In: Accounting
Below are the jersey numbers of 11 players randomly selected from a football team. Find the range, variance, and standard deviation for the given sample data. What do the results tell us?
14 65 76 16 7 35 92 48 22 83 98
Range = (Round to one decimal place as needed.)
Sample standard deviation = (Round to one decimal place as needed.)
Sample variance (Round to one decimal place as needed.)
What do the results tell us?
A. Jersey numbers on a football team vary much more than expected.
B. The sample standard deviation is too large in comparison to the range.
C. Jersey numbers on a football team do not vary as much as expected.
D. Jersey numbers are nominal data that are just replacements for names, so the resulting statistics are meaningless.
Range=Maximum Value–Minimum Value
=98-7
=91
Mean=(14+65+76+16+7+35+92+48+22+83+98)/11
=556/11
=50.55
x | (x-Mean) | (x-Mean)^2 |
14 | -36.55 | 1335.9 |
65 | 14.45 | 208.8 |
76 | 25.45 | 647.7 |
16 | -34.55 | 1193.7 |
7 | -43.55 | 1896.6 |
35 | -15.55 | 241.8 |
92 | 41.45 | 1718.8 |
48 | -2.55 | 6.5 |
22 | -28.55 | 815.1 |
83 | 32.45 | 1053 |
98 | 47.45 | 2251.5 |
Total | 11369.4 |
Sample standard deviation=√{(x-mean)^2}/(n-1)
=√11369.4/(11-1)
=√11369.4/10
=33.7
Sample variance=(√11369.4/(11-1))^2
=(√11369.4/10)^2
=11369.4/10
=1136.94
=1136.9
The results tell us option(d) which states that Jersey numbers are just nominal data which are just replacement for names so the resulting statistics are meaningless.

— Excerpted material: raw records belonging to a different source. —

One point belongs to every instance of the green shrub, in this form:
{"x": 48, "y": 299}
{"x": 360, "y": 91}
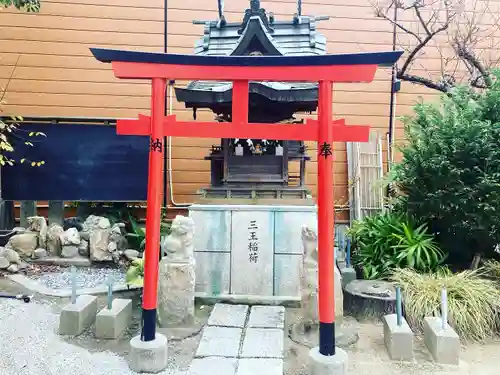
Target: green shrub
{"x": 386, "y": 241}
{"x": 492, "y": 269}
{"x": 473, "y": 302}
{"x": 450, "y": 170}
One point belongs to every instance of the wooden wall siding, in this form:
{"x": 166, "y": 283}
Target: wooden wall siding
{"x": 47, "y": 60}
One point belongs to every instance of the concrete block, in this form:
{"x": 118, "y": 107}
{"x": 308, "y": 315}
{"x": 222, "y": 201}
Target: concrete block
{"x": 76, "y": 318}
{"x": 260, "y": 366}
{"x": 213, "y": 365}
{"x": 219, "y": 342}
{"x": 443, "y": 344}
{"x": 398, "y": 339}
{"x": 111, "y": 323}
{"x": 263, "y": 343}
{"x": 267, "y": 317}
{"x": 148, "y": 356}
{"x": 348, "y": 275}
{"x": 319, "y": 364}
{"x": 225, "y": 315}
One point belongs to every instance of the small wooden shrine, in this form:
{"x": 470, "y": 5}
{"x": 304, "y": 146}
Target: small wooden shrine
{"x": 257, "y": 168}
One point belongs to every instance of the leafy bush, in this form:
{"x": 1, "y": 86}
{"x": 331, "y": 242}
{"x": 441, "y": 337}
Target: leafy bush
{"x": 473, "y": 302}
{"x": 450, "y": 170}
{"x": 492, "y": 269}
{"x": 135, "y": 273}
{"x": 387, "y": 241}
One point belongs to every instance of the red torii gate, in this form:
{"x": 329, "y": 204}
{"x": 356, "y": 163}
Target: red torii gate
{"x": 326, "y": 69}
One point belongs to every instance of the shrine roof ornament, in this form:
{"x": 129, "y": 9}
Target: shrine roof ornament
{"x": 364, "y": 58}
{"x": 295, "y": 36}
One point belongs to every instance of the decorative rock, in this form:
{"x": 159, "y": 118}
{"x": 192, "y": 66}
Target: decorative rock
{"x": 73, "y": 222}
{"x": 177, "y": 275}
{"x": 370, "y": 298}
{"x": 11, "y": 256}
{"x": 54, "y": 246}
{"x": 40, "y": 253}
{"x": 131, "y": 254}
{"x": 83, "y": 248}
{"x": 13, "y": 268}
{"x": 99, "y": 240}
{"x": 38, "y": 224}
{"x": 24, "y": 243}
{"x": 309, "y": 281}
{"x": 70, "y": 251}
{"x": 70, "y": 237}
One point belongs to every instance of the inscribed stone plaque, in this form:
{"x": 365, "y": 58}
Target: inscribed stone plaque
{"x": 288, "y": 230}
{"x": 212, "y": 273}
{"x": 252, "y": 253}
{"x": 212, "y": 229}
{"x": 287, "y": 275}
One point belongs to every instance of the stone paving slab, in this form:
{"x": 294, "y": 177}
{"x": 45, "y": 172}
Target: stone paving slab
{"x": 260, "y": 366}
{"x": 213, "y": 366}
{"x": 219, "y": 341}
{"x": 267, "y": 317}
{"x": 225, "y": 315}
{"x": 263, "y": 343}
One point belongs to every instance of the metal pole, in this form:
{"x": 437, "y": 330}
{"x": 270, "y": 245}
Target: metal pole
{"x": 444, "y": 308}
{"x": 73, "y": 284}
{"x": 153, "y": 212}
{"x": 326, "y": 257}
{"x": 399, "y": 306}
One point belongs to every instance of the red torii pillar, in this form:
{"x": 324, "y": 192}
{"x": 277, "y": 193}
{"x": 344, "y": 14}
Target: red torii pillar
{"x": 158, "y": 67}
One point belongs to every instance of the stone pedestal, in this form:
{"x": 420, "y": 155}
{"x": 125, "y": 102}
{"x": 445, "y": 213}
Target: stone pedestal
{"x": 319, "y": 364}
{"x": 148, "y": 356}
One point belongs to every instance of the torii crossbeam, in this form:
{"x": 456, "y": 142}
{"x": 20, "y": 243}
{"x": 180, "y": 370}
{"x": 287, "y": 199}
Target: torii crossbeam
{"x": 326, "y": 69}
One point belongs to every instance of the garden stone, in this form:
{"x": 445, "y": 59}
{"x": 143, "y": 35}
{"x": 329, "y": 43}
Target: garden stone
{"x": 13, "y": 268}
{"x": 24, "y": 243}
{"x": 83, "y": 248}
{"x": 99, "y": 241}
{"x": 73, "y": 222}
{"x": 177, "y": 275}
{"x": 40, "y": 253}
{"x": 11, "y": 256}
{"x": 38, "y": 224}
{"x": 70, "y": 251}
{"x": 54, "y": 246}
{"x": 70, "y": 237}
{"x": 4, "y": 263}
{"x": 131, "y": 254}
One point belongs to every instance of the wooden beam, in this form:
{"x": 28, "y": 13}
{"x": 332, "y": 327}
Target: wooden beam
{"x": 202, "y": 129}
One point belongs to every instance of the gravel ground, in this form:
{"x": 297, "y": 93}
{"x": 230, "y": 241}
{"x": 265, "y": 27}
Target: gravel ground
{"x": 30, "y": 346}
{"x": 85, "y": 277}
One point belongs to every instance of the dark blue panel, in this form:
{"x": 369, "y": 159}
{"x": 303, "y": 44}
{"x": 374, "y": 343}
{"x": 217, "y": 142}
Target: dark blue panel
{"x": 82, "y": 162}
{"x": 368, "y": 58}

It is because the players choose their jersey numbers as their own wish and their is no quantitative data to it in most cases.
Option (a) is not right because jersey numbers can vary much.
Option (b) is not right because the sample standard deviation is not too large as compared to range.
Option (c) is not right because can vary between teams and nothing can be expected by how much they vary.